By the Naive Bayes assumption we have for $x \in \{0,1\}^d$
\begin{align*}
P(x \mid y)  = \prod_{i=1}^d P(x_j \mid y)\,.
\end{align*}
The probability of the new email being spam is then
\begin{align*}
P(y=1 \mid x) &= \frac{ P(x \mid y=1) P(y=1)}{P(x)}\\
&= \frac{\prod_{i=1}^d P(x_i \mid y = 1) \cdot \phi_{y=1}}{\prod_{i=1}^d P(x_i \mid y = 1) \cdot \phi_{y=1} + \prod_{i=1}^d P(x_i \mid y = 0) (1-\phi_{y=1})}\,.
\end{align*}


# **Exercise 2:** 
Use the above explanation of the Naive Bayes Spam filter and implement a function which gives the probability of an email being spam given the trainings email above. 


In [13]:
# You can implement the above algorithm in any way you want.
# One possible way:
# - Calculate the phis here
# - Write functions for the probability P(x|y) depending on these phis
# - Use this function in the function spam_percentage 

def spam_percentage(email):

  return NotImplementedError

Test your spam filter with the following email.


In [14]:
email="the sun is shining. buy drugs now"
print(SpamPercentage(email))

NameError: name 'SpamPercentage' is not defined


# **Exercise 3**
Extend your spamfilter by creating a dynamical dictionary. Instead of starting with a fixed dictionary, you should now create a dictionary out of a list of emails. 

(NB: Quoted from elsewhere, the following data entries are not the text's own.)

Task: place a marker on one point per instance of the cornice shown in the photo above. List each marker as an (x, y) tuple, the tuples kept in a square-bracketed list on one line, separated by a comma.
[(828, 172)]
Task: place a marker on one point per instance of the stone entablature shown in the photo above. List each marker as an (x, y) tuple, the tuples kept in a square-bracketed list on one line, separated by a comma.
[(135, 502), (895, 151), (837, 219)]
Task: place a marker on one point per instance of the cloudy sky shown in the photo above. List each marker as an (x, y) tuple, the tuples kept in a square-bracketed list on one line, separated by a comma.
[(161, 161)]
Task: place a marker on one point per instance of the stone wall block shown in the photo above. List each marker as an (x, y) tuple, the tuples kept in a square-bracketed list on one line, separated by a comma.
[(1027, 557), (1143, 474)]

Write a function `create_dictionary(emails)` which returns a dictionary created from a list of emails (Give as an array of arrays `[text, spam\nospam]`). Make sure that you do not include words more than once into the dictionary.
To implement this function you should look up the function `split()` for a string in Python. To take care of the symbols "." and "," you can use the `replace()` function of a string.